Thursday, February 28, 2008

A Lion, Perhaps, But Not Exactly Aslan

In previous posts, I have criticized American Anglican followers of Archbishop Peter Akinola for supporting his unchristian homophobia and willingness--eagerness, really--to invoke the civil power of the state to persecute, a view I have enunciated as well in my more secular home.

Akinola's followers in the United States may be even more compromised than I knew; in an an article in the current Atlantic, Eliza Griswold, the daughter of former Presiding Bishop Frank Griswold, describes sectarian conflict in Nigeria between Muslims and Christians. After a 2004 attack by Muslims on a church in which 70 Christians were murdered, an organization called the Christian Association of Nigeria retaliated, killing 660 Muslims, burning a dozen mosques, and raping and killing at least 50 young Muslim girls. From the Article:
At the time of the massacre, Archbishop Peter Akinola was the president of the Christian Association of  Nigeria, whose membership was implicated in the killings. He has since lost his bid for another term but, as primate of the Anglican Church of Nigeria, he is still the leader of 18 million Anglicans. He is a colleague of my father, who was the presiding bishop of the Episcopal Church in America from 1997 to 2006. But the American Episcopals’ election of an openly homosexual bishop in 2003, which Archbishop Akinola denounced as “satanic,” created distance between them
. . . .
“My views on Islam are well known: I have nothing more to say,” [Akinola] said, as we sat down. Archbishop Akinola has repeatedly spoken critically about Islam and liberal Western Protestants, and he was understandably wary of my motives for asking his thoughts. For Akinola, the relationship between liberal Protestants and Islam is straightforward: if Western Christians abandon conservative morals, then the global Church will be weakened in its struggle against Islam. “When you have this attack on Christians in Yelwa, and there are no arrests, Christians become dhimmi, the vocabulary within Islam that allows Christians and Jews to be seen as second-class citizens. You are subject to the Muslims. You have no rights.”
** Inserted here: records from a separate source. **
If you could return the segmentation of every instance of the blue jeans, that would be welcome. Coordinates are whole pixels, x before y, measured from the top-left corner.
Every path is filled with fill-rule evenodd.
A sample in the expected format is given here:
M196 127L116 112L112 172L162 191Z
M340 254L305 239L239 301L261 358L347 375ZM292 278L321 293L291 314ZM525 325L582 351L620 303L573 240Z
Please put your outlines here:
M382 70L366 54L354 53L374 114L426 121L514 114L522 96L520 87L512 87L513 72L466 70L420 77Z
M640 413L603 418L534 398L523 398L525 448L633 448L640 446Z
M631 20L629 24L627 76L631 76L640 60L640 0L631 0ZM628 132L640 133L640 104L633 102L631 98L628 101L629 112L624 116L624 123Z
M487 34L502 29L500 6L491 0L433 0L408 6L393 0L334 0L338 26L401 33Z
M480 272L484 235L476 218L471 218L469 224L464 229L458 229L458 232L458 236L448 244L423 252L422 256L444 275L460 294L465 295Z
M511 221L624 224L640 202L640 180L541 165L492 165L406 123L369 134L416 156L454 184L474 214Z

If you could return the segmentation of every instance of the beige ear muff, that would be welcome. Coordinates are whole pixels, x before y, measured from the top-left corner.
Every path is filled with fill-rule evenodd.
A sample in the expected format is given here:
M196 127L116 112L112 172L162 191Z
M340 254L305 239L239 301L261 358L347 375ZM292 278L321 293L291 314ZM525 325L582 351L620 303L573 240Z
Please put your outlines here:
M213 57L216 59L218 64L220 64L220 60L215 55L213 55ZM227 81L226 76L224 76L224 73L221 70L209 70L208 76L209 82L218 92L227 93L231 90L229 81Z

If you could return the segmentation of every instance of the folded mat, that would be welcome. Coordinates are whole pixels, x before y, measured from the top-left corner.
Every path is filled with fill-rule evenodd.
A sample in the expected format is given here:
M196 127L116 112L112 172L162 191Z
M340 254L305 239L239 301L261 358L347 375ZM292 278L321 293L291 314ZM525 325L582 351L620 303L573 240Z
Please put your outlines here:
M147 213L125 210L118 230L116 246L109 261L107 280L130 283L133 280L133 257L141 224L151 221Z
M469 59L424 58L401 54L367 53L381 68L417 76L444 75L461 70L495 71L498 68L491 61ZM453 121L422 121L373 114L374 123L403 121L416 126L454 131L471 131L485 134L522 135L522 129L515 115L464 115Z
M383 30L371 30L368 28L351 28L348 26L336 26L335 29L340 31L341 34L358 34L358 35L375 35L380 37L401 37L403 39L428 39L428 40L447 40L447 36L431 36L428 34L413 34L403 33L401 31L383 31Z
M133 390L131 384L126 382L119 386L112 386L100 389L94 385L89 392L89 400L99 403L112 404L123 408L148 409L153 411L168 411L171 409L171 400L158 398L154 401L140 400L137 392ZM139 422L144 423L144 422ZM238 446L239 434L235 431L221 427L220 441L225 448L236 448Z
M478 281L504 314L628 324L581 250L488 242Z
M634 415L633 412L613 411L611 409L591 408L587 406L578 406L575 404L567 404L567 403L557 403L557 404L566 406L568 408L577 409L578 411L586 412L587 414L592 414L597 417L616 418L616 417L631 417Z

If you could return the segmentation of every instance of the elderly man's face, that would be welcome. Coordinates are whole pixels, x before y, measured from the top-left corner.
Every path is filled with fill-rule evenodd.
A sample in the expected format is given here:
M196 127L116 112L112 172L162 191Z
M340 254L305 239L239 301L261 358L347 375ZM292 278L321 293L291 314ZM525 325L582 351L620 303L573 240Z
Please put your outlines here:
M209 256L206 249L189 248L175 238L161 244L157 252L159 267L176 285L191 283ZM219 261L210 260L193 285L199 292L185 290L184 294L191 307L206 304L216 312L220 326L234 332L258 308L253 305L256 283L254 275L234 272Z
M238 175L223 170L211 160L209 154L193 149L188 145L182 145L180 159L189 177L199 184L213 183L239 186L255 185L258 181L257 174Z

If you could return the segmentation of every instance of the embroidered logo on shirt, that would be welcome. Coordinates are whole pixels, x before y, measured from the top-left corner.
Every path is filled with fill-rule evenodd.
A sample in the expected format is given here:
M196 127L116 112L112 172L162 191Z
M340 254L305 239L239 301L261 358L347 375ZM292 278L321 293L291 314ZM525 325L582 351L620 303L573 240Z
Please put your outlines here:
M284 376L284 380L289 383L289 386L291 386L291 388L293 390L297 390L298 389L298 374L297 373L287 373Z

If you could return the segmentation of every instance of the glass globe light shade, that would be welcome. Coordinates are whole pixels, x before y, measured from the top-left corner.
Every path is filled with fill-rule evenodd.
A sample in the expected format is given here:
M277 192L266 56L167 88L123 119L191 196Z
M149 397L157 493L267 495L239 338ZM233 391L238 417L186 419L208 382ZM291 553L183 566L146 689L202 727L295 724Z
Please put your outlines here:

When asked if those wearing name tags that read “Christian Association of Nigeria” had been sent to the Muslim part of Yelwa, the archbishop grinned. “No comment,” he said. “No Christian would pray for violence, but it would be utterly naive to sweep this issue of Islam under the carpet.” He went on, “I’m not out to combat anybody. I’m only doing what the Holy Spirit tells me to do. I’m living my faith, practicing and preaching that Jesus Christ is the one and only way to God, and they respect me for it. They know where we stand. I’ve said before: let no Muslim think they have the monopoly on violence.”
As Father Jake points out, this grinning "no comment" is as far as imaginable from a Christian response.

Akinola's condonation of anti-muslim violence (and his use of the "monopoly of violence" language) in the wake of mass murder has been pointed out previously in the context of a 2006 slaying of forty Muslims, but his interview with Griswold shocks the conscience.

The astonishing thing is that "reasserters" are appallingly eager to follow this "Lion of Ajuba," with no thought for his prey. Apparently, his being antigay is enough to wash away the blood of those with whom this lion decided not to lie down.

UPDATE, 2/29/08: Per Father Jake, I see that the original post conflated Akinola's response to the 2004 massacre described by Ms. Griswold with his similar response to one in 2006 described in Fr. Jake's linked post. My bad, Akinola's worse.